Only too well she knew that old gesture of his, when, with head thrown back, he seemed to wrestle with words which would not be uttered. Only too well she knew, moreover, the low, passion-choked voice, in which at length he spoke.
“You cannot go that way,” he said. “There is a noisy crowd of men near the west front.”
“Cannot!” she said, contemptuously. “Do you think I care for a few rebels and traitors?”
By this time he had mastered himself, and in his manner there was all the force which is gained by self-repression. “You had better go out by the other door and through the Palace,” he said.
“I shall do no such thing,” she replied perversely. “I shall go the way I choose, and see what these comrades of yours are like. Let me pass, sir.”
“I cannot let you go alone,” he said. “If you insist on going through the crowd, I shall attend you to your door.”
The quiet determination of his tone almost maddened her.
“And I utterly refuse your escort,” she said, with an angry scorn that cut him to the heart. “Rather than walk with you I would have as escort any other man in Hereford.”
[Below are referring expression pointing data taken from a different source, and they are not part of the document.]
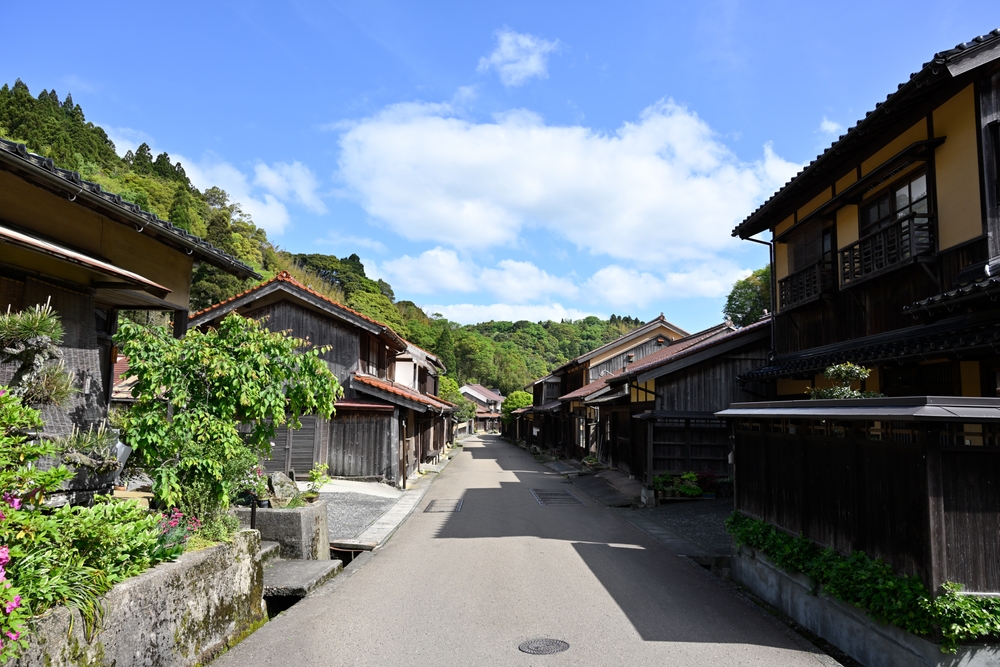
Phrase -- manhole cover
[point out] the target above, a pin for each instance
(543, 646)
(556, 497)
(444, 506)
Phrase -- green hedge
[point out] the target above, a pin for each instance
(872, 585)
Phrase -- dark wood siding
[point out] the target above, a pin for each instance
(895, 498)
(342, 338)
(363, 444)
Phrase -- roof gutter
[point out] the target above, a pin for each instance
(73, 187)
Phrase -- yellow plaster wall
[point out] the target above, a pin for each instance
(780, 260)
(970, 378)
(793, 387)
(815, 203)
(637, 396)
(847, 180)
(918, 132)
(956, 168)
(785, 224)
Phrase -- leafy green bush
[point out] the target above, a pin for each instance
(71, 555)
(207, 406)
(872, 585)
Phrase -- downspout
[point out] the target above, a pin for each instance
(774, 286)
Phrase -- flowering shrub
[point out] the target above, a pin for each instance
(175, 530)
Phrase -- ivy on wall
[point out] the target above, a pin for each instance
(872, 585)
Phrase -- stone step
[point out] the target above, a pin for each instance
(269, 551)
(298, 578)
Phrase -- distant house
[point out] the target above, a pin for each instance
(383, 427)
(693, 379)
(558, 417)
(90, 254)
(488, 404)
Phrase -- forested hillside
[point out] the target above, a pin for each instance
(502, 355)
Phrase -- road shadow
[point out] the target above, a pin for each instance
(665, 598)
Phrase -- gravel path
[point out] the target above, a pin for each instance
(349, 514)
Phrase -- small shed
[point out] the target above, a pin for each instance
(914, 481)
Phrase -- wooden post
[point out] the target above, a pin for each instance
(937, 542)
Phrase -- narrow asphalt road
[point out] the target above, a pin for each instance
(467, 587)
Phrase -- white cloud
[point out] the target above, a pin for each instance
(284, 180)
(523, 281)
(627, 287)
(431, 272)
(439, 271)
(265, 209)
(518, 57)
(828, 126)
(352, 242)
(661, 189)
(468, 313)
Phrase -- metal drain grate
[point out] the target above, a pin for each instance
(444, 506)
(556, 497)
(543, 646)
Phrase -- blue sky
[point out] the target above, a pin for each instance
(515, 160)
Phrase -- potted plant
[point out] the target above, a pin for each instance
(317, 478)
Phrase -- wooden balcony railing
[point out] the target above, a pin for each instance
(901, 242)
(805, 285)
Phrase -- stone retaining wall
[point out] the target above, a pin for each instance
(176, 614)
(848, 628)
(302, 532)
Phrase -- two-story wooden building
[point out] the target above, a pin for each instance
(382, 428)
(65, 241)
(559, 417)
(885, 246)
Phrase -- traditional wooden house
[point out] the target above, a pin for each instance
(90, 254)
(558, 417)
(382, 428)
(673, 428)
(488, 404)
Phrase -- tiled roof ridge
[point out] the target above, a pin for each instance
(286, 277)
(73, 178)
(707, 342)
(398, 389)
(939, 58)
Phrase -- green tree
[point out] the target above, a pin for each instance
(515, 401)
(207, 405)
(749, 298)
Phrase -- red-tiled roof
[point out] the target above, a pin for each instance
(400, 390)
(701, 345)
(285, 277)
(665, 352)
(488, 394)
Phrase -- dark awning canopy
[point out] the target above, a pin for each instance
(954, 336)
(905, 408)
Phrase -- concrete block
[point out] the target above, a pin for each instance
(851, 630)
(175, 614)
(301, 532)
(298, 578)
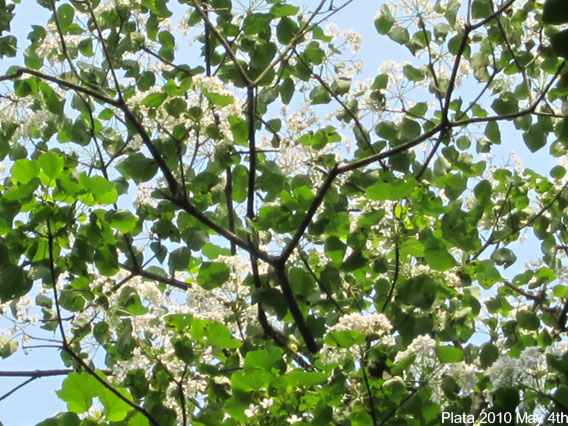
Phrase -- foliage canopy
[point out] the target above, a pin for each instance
(219, 223)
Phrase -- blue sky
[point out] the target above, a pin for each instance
(37, 400)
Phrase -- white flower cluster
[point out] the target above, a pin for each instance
(422, 346)
(375, 323)
(530, 369)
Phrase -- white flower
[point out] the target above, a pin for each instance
(374, 323)
(422, 346)
(251, 411)
(504, 372)
(294, 419)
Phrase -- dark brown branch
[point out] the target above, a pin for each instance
(395, 277)
(321, 286)
(172, 282)
(111, 388)
(295, 310)
(36, 374)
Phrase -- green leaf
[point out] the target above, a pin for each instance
(286, 30)
(399, 35)
(130, 301)
(283, 10)
(504, 256)
(560, 43)
(528, 320)
(138, 167)
(52, 101)
(492, 132)
(78, 391)
(436, 253)
(488, 355)
(391, 188)
(154, 100)
(264, 359)
(419, 291)
(385, 21)
(25, 170)
(179, 259)
(256, 22)
(217, 99)
(52, 164)
(534, 139)
(481, 9)
(122, 220)
(219, 335)
(506, 104)
(296, 378)
(99, 190)
(212, 275)
(7, 347)
(448, 354)
(341, 85)
(320, 95)
(115, 409)
(335, 250)
(413, 74)
(13, 282)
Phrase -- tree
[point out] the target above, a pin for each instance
(252, 235)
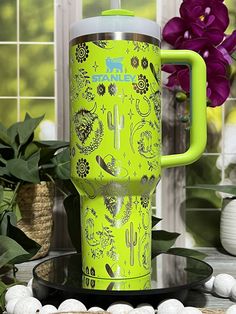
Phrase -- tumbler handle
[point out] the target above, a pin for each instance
(198, 132)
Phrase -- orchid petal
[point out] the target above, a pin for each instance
(229, 43)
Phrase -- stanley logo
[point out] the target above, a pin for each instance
(114, 72)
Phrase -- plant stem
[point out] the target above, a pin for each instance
(15, 193)
(8, 181)
(57, 187)
(3, 161)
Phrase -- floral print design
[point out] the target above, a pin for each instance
(81, 52)
(101, 89)
(144, 63)
(82, 168)
(142, 86)
(135, 62)
(144, 199)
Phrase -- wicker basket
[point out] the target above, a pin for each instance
(36, 202)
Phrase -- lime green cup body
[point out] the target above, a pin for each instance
(116, 160)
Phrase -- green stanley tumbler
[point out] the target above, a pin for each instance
(116, 161)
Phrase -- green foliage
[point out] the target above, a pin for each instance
(24, 160)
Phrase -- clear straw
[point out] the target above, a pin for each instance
(115, 4)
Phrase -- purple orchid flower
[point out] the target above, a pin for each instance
(204, 13)
(199, 18)
(201, 28)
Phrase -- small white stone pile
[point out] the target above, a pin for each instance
(19, 300)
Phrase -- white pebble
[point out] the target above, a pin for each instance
(71, 305)
(223, 284)
(48, 309)
(147, 307)
(171, 306)
(28, 305)
(231, 309)
(17, 291)
(11, 305)
(208, 286)
(139, 311)
(233, 292)
(120, 308)
(30, 282)
(190, 310)
(95, 309)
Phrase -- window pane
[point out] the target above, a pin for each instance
(8, 20)
(205, 230)
(204, 171)
(8, 111)
(36, 20)
(8, 86)
(229, 148)
(141, 8)
(91, 8)
(36, 70)
(214, 129)
(47, 129)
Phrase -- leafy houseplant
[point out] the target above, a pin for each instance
(24, 161)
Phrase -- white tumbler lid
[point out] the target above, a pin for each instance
(116, 20)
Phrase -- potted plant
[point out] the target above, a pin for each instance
(28, 170)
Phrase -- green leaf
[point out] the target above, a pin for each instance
(30, 246)
(1, 193)
(3, 135)
(187, 253)
(2, 146)
(31, 149)
(62, 164)
(230, 189)
(54, 144)
(72, 207)
(162, 241)
(9, 250)
(3, 171)
(6, 218)
(27, 127)
(26, 170)
(155, 221)
(3, 289)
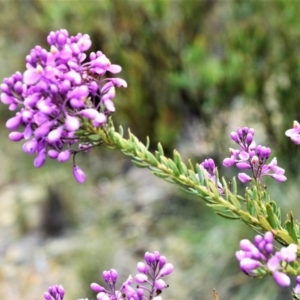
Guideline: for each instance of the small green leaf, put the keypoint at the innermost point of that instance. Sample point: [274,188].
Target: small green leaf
[139,164]
[271,217]
[94,137]
[160,174]
[234,186]
[264,223]
[289,226]
[147,142]
[121,131]
[234,201]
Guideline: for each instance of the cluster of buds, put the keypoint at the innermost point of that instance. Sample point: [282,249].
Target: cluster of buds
[250,156]
[259,258]
[55,292]
[60,92]
[149,280]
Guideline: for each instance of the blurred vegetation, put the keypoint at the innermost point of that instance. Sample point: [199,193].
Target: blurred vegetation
[192,66]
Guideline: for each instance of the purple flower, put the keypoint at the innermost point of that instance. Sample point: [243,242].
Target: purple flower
[294,133]
[260,256]
[55,292]
[60,92]
[253,157]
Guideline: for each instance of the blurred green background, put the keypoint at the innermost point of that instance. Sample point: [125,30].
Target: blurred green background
[196,70]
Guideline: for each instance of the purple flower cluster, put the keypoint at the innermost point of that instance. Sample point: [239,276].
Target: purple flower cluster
[60,92]
[294,133]
[250,156]
[258,258]
[55,292]
[149,280]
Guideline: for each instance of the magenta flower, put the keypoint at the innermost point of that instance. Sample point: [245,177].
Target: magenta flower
[148,280]
[259,257]
[59,92]
[252,157]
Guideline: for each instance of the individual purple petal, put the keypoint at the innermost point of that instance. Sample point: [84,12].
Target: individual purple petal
[141,278]
[273,263]
[47,296]
[78,174]
[113,275]
[6,99]
[119,82]
[40,159]
[162,261]
[243,177]
[279,177]
[142,268]
[53,153]
[297,289]
[64,156]
[97,288]
[244,155]
[16,136]
[248,264]
[243,165]
[109,105]
[166,270]
[30,146]
[72,123]
[55,134]
[32,76]
[89,113]
[149,258]
[281,279]
[160,284]
[228,162]
[234,136]
[61,291]
[14,122]
[114,69]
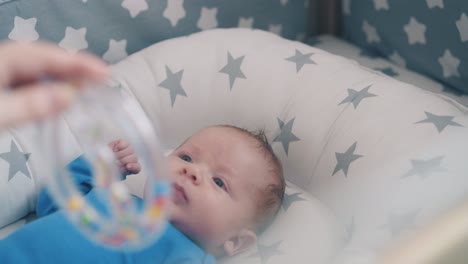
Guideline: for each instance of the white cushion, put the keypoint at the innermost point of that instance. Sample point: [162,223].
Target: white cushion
[24,167]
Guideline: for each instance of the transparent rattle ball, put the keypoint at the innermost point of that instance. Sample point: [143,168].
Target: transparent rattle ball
[99,116]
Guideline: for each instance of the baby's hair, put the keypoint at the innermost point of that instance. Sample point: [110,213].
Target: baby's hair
[271,197]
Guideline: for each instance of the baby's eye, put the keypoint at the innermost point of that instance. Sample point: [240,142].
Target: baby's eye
[219,182]
[186,158]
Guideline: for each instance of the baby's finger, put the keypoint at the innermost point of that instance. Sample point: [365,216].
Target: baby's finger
[34,102]
[124,153]
[121,145]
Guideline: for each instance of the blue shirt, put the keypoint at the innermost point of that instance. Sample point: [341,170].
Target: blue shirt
[53,239]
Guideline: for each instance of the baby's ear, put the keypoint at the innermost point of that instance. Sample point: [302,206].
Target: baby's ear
[242,241]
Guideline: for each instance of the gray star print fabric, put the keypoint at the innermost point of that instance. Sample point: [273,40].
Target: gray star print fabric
[383,156]
[429,36]
[392,67]
[113,29]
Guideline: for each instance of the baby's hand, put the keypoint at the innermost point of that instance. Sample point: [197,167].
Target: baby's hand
[127,159]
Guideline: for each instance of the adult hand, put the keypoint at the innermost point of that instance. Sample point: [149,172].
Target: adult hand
[23,69]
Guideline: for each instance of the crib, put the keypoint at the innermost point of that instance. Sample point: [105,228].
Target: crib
[369,120]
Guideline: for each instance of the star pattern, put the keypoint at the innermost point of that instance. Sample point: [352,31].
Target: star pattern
[286,136]
[349,231]
[173,84]
[233,69]
[24,30]
[301,59]
[135,7]
[17,160]
[74,40]
[291,198]
[174,11]
[246,22]
[440,122]
[415,31]
[356,97]
[345,159]
[462,26]
[397,59]
[266,252]
[449,64]
[275,29]
[117,51]
[371,32]
[424,168]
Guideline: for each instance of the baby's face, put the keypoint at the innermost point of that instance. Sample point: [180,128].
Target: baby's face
[217,175]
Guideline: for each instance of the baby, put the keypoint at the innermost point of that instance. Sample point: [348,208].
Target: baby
[227,187]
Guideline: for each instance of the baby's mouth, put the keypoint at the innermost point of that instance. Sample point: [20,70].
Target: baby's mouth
[178,194]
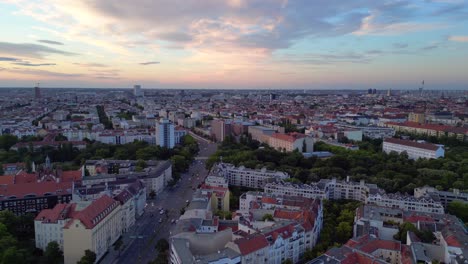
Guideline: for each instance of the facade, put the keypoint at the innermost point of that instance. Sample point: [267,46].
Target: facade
[137,92]
[293,189]
[415,150]
[260,133]
[430,129]
[220,129]
[241,176]
[417,117]
[406,202]
[49,223]
[154,177]
[95,227]
[33,197]
[291,141]
[444,197]
[165,134]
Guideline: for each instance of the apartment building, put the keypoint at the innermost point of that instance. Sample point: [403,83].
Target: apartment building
[430,129]
[296,189]
[406,202]
[165,134]
[445,197]
[415,150]
[49,223]
[95,227]
[260,133]
[242,176]
[291,141]
[220,129]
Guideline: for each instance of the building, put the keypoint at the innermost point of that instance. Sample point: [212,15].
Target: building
[137,92]
[165,134]
[417,117]
[242,176]
[49,223]
[406,202]
[37,92]
[296,189]
[260,133]
[291,141]
[95,226]
[220,129]
[444,197]
[155,176]
[430,129]
[415,150]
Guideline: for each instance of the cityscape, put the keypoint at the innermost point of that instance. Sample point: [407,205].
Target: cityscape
[234,132]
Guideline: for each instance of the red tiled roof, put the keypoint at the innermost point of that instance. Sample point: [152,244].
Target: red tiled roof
[251,244]
[69,176]
[414,144]
[452,241]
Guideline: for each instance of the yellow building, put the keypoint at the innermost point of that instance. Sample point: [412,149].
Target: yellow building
[95,227]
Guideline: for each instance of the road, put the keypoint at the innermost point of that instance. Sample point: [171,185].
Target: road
[140,242]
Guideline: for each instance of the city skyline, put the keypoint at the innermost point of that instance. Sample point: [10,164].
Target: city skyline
[235,44]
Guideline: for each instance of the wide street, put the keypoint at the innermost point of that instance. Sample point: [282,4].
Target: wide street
[139,243]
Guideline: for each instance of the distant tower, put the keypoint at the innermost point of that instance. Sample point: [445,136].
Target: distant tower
[137,90]
[37,92]
[47,162]
[421,88]
[165,134]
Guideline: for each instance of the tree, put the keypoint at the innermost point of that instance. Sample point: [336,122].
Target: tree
[7,141]
[53,253]
[343,232]
[118,245]
[88,258]
[162,245]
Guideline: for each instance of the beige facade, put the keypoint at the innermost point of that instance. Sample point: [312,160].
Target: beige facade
[96,234]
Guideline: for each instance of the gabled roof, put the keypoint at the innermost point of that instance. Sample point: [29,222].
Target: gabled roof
[251,244]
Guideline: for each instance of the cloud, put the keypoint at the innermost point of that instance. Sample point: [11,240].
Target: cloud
[50,42]
[458,38]
[149,63]
[41,73]
[33,64]
[91,65]
[30,50]
[8,59]
[400,45]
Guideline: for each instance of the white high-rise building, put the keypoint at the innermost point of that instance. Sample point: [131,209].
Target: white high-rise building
[137,90]
[165,134]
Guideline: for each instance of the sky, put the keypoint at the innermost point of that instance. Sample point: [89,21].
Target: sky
[235,44]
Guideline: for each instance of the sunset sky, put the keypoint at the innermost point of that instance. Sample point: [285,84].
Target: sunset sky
[316,44]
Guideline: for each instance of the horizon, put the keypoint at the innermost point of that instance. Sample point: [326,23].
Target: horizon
[235,44]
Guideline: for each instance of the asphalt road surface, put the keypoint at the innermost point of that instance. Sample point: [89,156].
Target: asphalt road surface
[140,242]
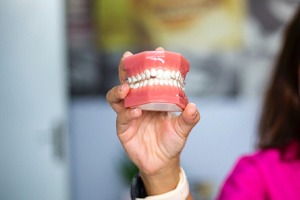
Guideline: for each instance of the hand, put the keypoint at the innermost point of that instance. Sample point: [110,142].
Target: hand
[152,140]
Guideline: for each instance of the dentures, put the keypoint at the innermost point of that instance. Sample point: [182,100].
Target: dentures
[156,80]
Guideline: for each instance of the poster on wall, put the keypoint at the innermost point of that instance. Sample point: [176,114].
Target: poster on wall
[227,42]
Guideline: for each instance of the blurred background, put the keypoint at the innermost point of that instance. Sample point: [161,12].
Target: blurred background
[59,58]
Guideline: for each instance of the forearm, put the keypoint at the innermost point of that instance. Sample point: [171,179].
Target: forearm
[162,182]
[168,184]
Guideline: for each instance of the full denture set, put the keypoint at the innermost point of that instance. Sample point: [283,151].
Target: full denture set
[157,80]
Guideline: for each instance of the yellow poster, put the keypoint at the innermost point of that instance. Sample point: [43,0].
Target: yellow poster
[194,25]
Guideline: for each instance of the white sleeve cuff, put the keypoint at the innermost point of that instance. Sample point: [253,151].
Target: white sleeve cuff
[181,191]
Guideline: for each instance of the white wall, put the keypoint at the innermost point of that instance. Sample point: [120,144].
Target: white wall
[226,131]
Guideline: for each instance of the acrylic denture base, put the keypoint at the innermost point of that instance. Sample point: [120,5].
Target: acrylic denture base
[156,80]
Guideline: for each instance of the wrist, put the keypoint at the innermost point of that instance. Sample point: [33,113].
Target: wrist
[180,192]
[162,181]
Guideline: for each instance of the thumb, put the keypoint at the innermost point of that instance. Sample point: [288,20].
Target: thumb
[187,120]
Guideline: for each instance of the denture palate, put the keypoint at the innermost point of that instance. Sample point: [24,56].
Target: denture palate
[157,76]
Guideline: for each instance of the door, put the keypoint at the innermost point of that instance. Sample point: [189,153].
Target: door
[33,101]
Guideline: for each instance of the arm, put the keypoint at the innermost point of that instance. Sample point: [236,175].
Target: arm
[152,140]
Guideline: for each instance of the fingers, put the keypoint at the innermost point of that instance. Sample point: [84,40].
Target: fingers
[127,117]
[188,119]
[122,70]
[116,95]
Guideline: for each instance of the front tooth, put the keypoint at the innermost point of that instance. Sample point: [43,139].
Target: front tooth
[143,75]
[156,81]
[160,74]
[173,74]
[177,75]
[145,82]
[153,72]
[138,77]
[166,81]
[134,79]
[151,81]
[147,73]
[175,83]
[161,82]
[140,84]
[167,74]
[129,79]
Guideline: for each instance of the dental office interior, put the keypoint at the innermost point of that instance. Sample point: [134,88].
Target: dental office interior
[59,58]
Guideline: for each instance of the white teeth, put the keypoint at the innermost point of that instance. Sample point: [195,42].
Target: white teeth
[153,72]
[150,81]
[160,74]
[139,77]
[147,73]
[145,82]
[177,75]
[129,80]
[143,75]
[157,77]
[167,74]
[156,81]
[134,79]
[173,74]
[161,82]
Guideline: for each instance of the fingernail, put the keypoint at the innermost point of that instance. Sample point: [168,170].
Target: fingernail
[121,87]
[195,114]
[127,53]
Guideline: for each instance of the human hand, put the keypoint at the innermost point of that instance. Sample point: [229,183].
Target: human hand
[152,140]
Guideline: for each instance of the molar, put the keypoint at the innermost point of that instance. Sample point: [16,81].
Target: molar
[147,73]
[160,74]
[153,72]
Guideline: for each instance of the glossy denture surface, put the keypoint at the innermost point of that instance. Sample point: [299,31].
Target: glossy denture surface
[153,68]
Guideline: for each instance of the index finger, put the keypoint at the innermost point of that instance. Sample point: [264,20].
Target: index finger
[122,70]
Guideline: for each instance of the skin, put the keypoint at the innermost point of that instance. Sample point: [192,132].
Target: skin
[152,140]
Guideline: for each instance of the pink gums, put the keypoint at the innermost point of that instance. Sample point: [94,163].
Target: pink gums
[156,94]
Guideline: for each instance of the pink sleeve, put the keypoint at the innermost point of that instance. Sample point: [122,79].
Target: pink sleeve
[245,182]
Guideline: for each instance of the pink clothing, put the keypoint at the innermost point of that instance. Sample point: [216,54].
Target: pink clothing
[264,175]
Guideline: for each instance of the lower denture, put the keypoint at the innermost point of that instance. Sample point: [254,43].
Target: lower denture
[162,95]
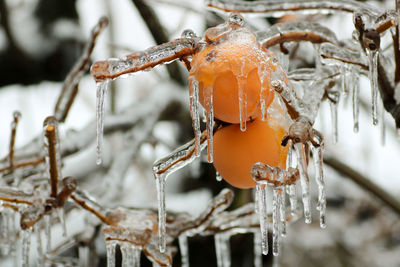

“Then I will present to you my friend, Captain Heyworth,” said Gabriel, steadily, but with an irrepressible note of pain in his voice. “Joscelyn, do me the favour of attending Mistress Hilary Unett to her home.”
Joscelyn saluted her gravely. She longed to decline his company, but something in Gabriel’s tone made refusal impossible. She gave him one last glance, half from defiance, half from curiosity. What was it that still gave him his power over her? Physically he lacked the height and the fine physique of his friend, mentally she felt that she was more than his match, yet in moral and spiritual force he would always, as she well knew, tower above her. Was it fair that he, a traitor, as she honestly deemed him, both to Church and King, should yet live, as it were, on the heights? The thought stung and irritated her, and so did the unfading picture she carried away with her of that well-known parvise porch, and Gabriel standing just beneath the finely-moulded archway, his hazel eyes full of dumb suffering, his face sad but resolute, and lit up by a radiance which seemed to her, not of this earth at all.